Pied will always be king!!! :2thumb:


----------



## Sziren (Mar 25, 2008)

Pieds and most pied combos for me... all I am working with too, just love them!! )


----------



## stainthedane (Sep 15, 2008)

Bumblebees!!!!! :flrt:


----------



## mrhazardlights (Oct 30, 2010)

kingpin


----------



## Becky (Mar 26, 2007)

My all time favourite royal... and one i WILL own one day.. is a super phantom


----------



## arm2010 (Jun 2, 2005)

Got to be the Albino a nice easy on the eye paint job.


----------



## firebelliedfreak (Nov 3, 2008)

i would say a coral glow, dont really like the combos though
or a purple passiony thing, or mystic type stuff


----------



## Ssthisto (Aug 31, 2006)

Favourite single gene: either Piebald or Mojave.
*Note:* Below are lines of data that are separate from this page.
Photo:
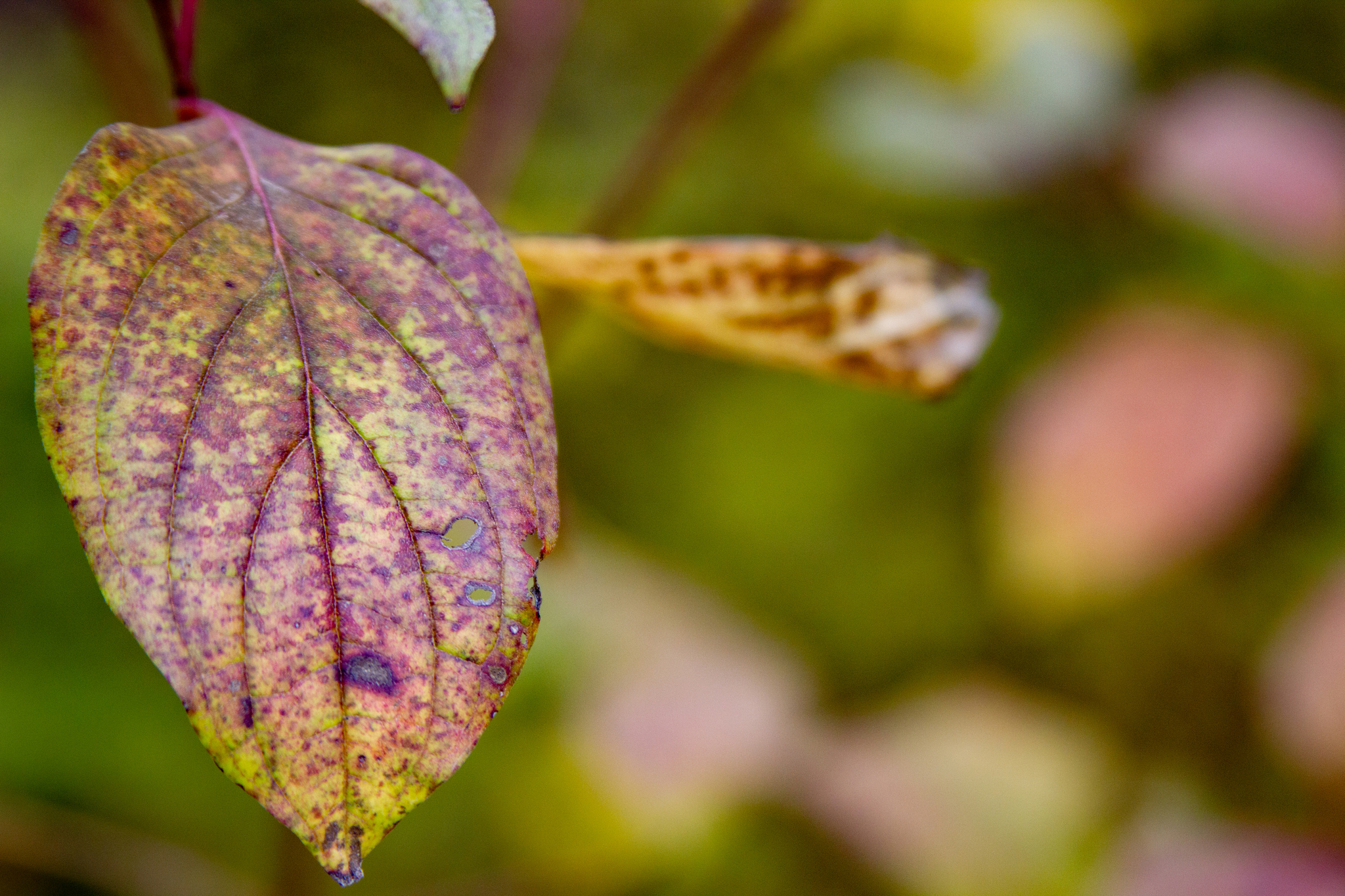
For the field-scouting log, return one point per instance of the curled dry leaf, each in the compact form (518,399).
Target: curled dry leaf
(876,313)
(452,35)
(272,379)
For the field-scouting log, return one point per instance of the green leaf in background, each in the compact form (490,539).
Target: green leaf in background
(451,34)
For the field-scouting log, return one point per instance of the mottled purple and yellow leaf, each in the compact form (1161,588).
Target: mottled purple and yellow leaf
(272,378)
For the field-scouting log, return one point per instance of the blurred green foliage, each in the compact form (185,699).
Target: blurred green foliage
(850,524)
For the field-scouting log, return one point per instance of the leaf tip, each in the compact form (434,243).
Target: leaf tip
(346,879)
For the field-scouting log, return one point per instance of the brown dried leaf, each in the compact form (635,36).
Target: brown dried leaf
(877,313)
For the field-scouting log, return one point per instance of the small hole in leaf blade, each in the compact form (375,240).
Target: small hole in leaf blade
(533,545)
(462,531)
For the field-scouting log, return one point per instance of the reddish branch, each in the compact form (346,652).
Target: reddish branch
(177,33)
(703,96)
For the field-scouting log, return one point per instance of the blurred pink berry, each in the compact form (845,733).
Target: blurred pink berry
(682,710)
(971,789)
(1304,683)
(1149,440)
(1251,156)
(1208,860)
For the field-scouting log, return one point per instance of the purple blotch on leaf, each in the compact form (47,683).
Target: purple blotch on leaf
(372,672)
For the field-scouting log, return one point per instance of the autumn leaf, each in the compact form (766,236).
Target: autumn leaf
(298,403)
(452,35)
(879,314)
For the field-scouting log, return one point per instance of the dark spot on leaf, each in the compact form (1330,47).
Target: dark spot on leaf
(481,595)
(370,671)
(460,532)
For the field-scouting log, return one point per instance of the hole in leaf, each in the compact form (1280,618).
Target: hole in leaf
(462,531)
(481,595)
(533,545)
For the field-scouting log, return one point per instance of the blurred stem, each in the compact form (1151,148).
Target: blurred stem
(178,38)
(510,95)
(298,874)
(124,69)
(701,97)
(73,847)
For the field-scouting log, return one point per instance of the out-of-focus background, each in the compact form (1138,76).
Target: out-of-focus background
(1078,629)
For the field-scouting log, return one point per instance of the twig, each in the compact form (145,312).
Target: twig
(185,42)
(178,43)
(510,95)
(133,86)
(703,96)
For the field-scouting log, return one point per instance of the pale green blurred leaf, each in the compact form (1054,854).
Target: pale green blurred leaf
(451,34)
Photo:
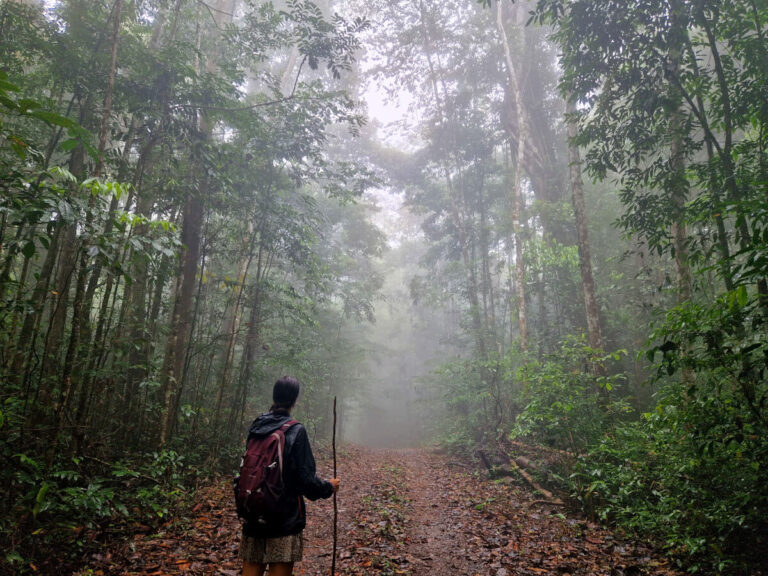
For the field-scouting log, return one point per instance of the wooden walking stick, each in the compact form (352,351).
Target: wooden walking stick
(335,506)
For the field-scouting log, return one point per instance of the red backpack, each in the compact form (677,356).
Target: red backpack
(259,487)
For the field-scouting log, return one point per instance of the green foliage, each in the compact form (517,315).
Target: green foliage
(567,402)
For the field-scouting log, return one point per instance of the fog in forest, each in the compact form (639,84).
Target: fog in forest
(529,235)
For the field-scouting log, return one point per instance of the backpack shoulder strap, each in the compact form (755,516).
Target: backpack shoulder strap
(287,425)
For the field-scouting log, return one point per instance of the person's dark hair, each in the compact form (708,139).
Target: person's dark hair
(284,393)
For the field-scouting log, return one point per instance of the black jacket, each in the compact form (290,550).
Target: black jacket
(299,475)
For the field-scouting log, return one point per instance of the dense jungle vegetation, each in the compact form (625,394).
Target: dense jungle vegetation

Favourite combination: Lesser/Mojo BluEL, Lightning Pied.


----------



## chondropython (Mar 22, 2008)

Despite obvious slight neurological disadvantages mine would have to be the bumble bee and it is too my Fiancees so she got a spider for xmas and were looking for a nice female pastel in a few months.:2thumb::notworthy:


----------



## jambo1984 (Aug 1, 2010)

kingball said:


> my single gene has to be the ghost :mf_dribble:


yep ghost is mine to


----------



## Zimey (Sep 28, 2008)

Cant go wrong with a Pastel : victory:


----------



## alan1 (Nov 11, 2008)

pied! what the gene does is nothing short of amazing!


----------



## corny girl (Aug 30, 2009)

alan1 said:


> pied! what the gene does is nothing short of amazing!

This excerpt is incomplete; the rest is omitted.